New technology for Old Battery

On a spectacular headland overlooking the Isle of Wight’s famous lighthouse, the Needles Old Battery has been at the forefront of technological development for nearly 150 years. So when it came to installing a new heating system to meet 21st century energy efficiency requirements, the National Trust, which owns the site, opted for an air source heat pump from Dimplex.

The LI 16 TE air source unit provides heating and domestic hot water for the visitor tearoom and National Trust offices at the popular visitor attraction. Isle of Wight based Dimplex renewables accredited installer Clarke’s Mechanical carried out the installation, replacing an old oil-fired boiler, which was inefficient and expensive to run. The heat pump is located in the old oil storage room, now converted to a plant room, and to keep costs to a minimum, the existing wet heating system was re-piped and used with the new system.

Optimum performance

Paul Taylor, Contracts Manager at Clarke’s Mechanical, explains some particular considerations of the installation. “The Old Battery site is exceptionally exposed; the headland has recorded wind speeds of over 100mph in extreme conditions, so the whole system needs to be tremendously robust. We specified extra capacity in the system to be certain of avoiding any shortfall in the very harshest conditions, and although the Dimplex heat pump is installed under cover, we also fitted rain guards over the air intake and outlet for added weather protection.”

He continues: “The Dimplex team was very helpful with specifying the right equipment for this unique installation. In particular, the renewables specialists were really supportive when it came to commissioning the system, as we had lots of questions on how to achieve the optimum performance.”

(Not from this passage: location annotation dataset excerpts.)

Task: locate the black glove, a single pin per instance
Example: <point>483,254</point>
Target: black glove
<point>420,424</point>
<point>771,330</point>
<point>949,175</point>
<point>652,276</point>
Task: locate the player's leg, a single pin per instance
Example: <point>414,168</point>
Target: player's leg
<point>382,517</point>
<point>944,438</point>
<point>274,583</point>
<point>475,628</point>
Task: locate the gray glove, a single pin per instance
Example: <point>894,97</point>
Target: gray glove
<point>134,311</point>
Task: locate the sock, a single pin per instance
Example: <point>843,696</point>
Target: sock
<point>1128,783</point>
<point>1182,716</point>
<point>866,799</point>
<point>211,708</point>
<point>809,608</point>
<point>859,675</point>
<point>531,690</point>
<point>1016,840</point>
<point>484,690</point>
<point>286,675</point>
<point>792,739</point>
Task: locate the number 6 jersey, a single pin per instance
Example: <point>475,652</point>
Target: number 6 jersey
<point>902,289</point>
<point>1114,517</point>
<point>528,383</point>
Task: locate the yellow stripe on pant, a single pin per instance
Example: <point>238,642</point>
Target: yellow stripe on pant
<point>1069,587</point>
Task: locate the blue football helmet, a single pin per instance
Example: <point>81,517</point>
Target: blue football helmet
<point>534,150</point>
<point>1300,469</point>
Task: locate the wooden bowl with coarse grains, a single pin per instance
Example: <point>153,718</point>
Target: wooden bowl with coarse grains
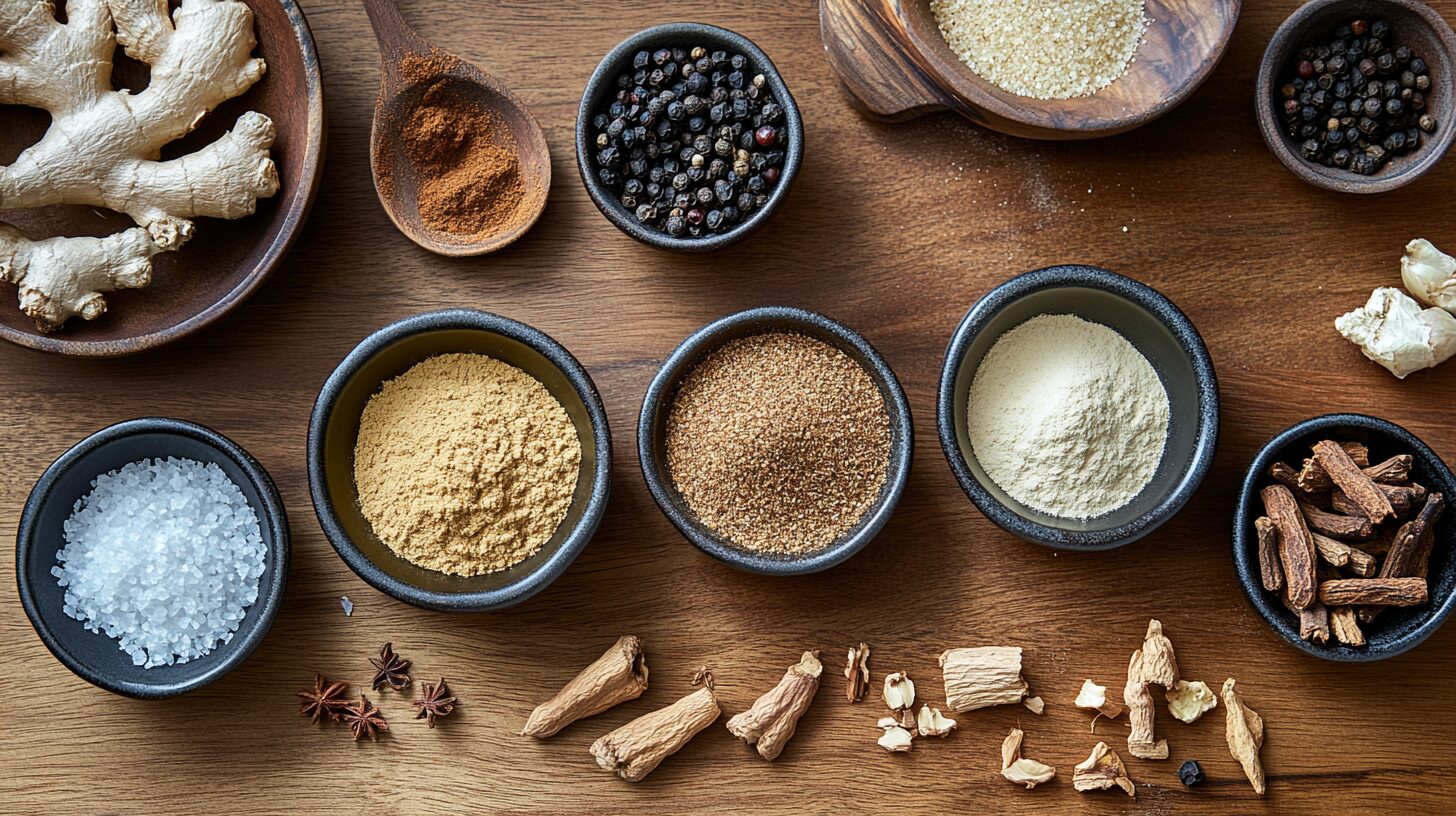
<point>896,63</point>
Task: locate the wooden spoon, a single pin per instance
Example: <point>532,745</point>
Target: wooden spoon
<point>408,69</point>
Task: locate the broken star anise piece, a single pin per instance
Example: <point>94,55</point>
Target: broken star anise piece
<point>390,669</point>
<point>434,703</point>
<point>363,719</point>
<point>326,698</point>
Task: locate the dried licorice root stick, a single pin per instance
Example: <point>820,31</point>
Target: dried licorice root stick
<point>1351,480</point>
<point>639,746</point>
<point>772,719</point>
<point>1296,547</point>
<point>616,676</point>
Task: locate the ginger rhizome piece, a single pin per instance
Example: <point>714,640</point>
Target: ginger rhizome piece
<point>1244,729</point>
<point>104,146</point>
<point>616,676</point>
<point>1019,770</point>
<point>772,719</point>
<point>982,676</point>
<point>639,746</point>
<point>1101,771</point>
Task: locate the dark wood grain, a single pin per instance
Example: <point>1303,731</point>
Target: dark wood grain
<point>894,230</point>
<point>896,64</point>
<point>226,261</point>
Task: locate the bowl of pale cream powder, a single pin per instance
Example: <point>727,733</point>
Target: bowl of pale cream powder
<point>1078,407</point>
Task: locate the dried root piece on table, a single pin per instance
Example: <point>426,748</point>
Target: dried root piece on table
<point>639,746</point>
<point>899,691</point>
<point>1094,698</point>
<point>104,146</point>
<point>1296,547</point>
<point>1140,711</point>
<point>856,672</point>
<point>1353,481</point>
<point>1244,729</point>
<point>1159,662</point>
<point>772,719</point>
<point>616,676</point>
<point>1190,700</point>
<point>982,676</point>
<point>1101,771</point>
<point>896,738</point>
<point>1019,770</point>
<point>1270,573</point>
<point>932,723</point>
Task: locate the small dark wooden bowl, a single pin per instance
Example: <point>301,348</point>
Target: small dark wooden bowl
<point>896,64</point>
<point>658,402</point>
<point>96,657</point>
<point>599,95</point>
<point>393,350</point>
<point>1397,630</point>
<point>1415,25</point>
<point>227,260</point>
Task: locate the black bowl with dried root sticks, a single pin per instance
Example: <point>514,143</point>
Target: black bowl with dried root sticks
<point>1343,539</point>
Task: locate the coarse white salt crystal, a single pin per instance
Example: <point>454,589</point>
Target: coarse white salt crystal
<point>165,555</point>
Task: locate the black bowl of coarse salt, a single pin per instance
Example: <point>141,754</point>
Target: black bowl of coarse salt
<point>776,440</point>
<point>152,557</point>
<point>687,139</point>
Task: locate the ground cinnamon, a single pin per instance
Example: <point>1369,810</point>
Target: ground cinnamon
<point>463,156</point>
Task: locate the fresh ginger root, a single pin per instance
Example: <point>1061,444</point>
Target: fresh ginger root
<point>104,146</point>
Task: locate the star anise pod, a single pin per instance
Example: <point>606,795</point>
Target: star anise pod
<point>326,698</point>
<point>392,669</point>
<point>363,719</point>
<point>434,703</point>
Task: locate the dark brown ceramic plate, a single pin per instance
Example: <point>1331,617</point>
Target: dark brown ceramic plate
<point>226,261</point>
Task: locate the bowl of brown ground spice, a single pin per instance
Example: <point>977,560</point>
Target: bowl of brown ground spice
<point>459,459</point>
<point>776,440</point>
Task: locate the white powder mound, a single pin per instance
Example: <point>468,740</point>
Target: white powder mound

The LI TE range offers variable heating water flow temperatures from 35°C to 58°C, weather compensated, with low noise fans to minimise sound transmission. Unusually, to ensure the new system blends in sympathetically with its surroundings at this historic site, the parts of the system on show were painted battleship grey.

As well as being a very visual attraction where visitors come for the spectacular views over the Solent, Dorset and Hampshire, the Old Battery has a long history of being at the cutting edge of technology. Constructed in the late 19th century for coastal defence against the threat of invasion by France, in the 1950s and 60s the site was used to test space rocket engines.

Achieve targets

For the National Trust the new heating system presents an ideal opportunity not only to achieve its carbon emissions reduction targets, but also to present today’s low carbon technology to visitors, with a display on how the equipment works. In addition, the system is fitted with visible meters to show the energy savings being made.

Paul Rayner, Building Surveyor for the National Trust, says: “The Trust has its own environmental goals, with key performance indicators on reducing energy consumption at its properties. Adding a renewable heating system is a great step forward, allowing us to meet and exceed the requirements.

“We’d been considering a heat pump for some time, as we wanted a more environmentally considerate solution for the beautiful Needles headland and a Dimplex heat pump was the natural way forward.”

The project received funding from the National Trust’s Npower Green Energy fund and the Isle of Wight’s Area of Outstanding Natural Beauty (AONB) sustainable development fund. The National Trust, with the aid of funding from the Low Carbon Building Programme Phase 2, has also recently installed a small solar PV array on the roof above the plant room, which will help power the heat pump, lowering the site’s carbon footprint still further.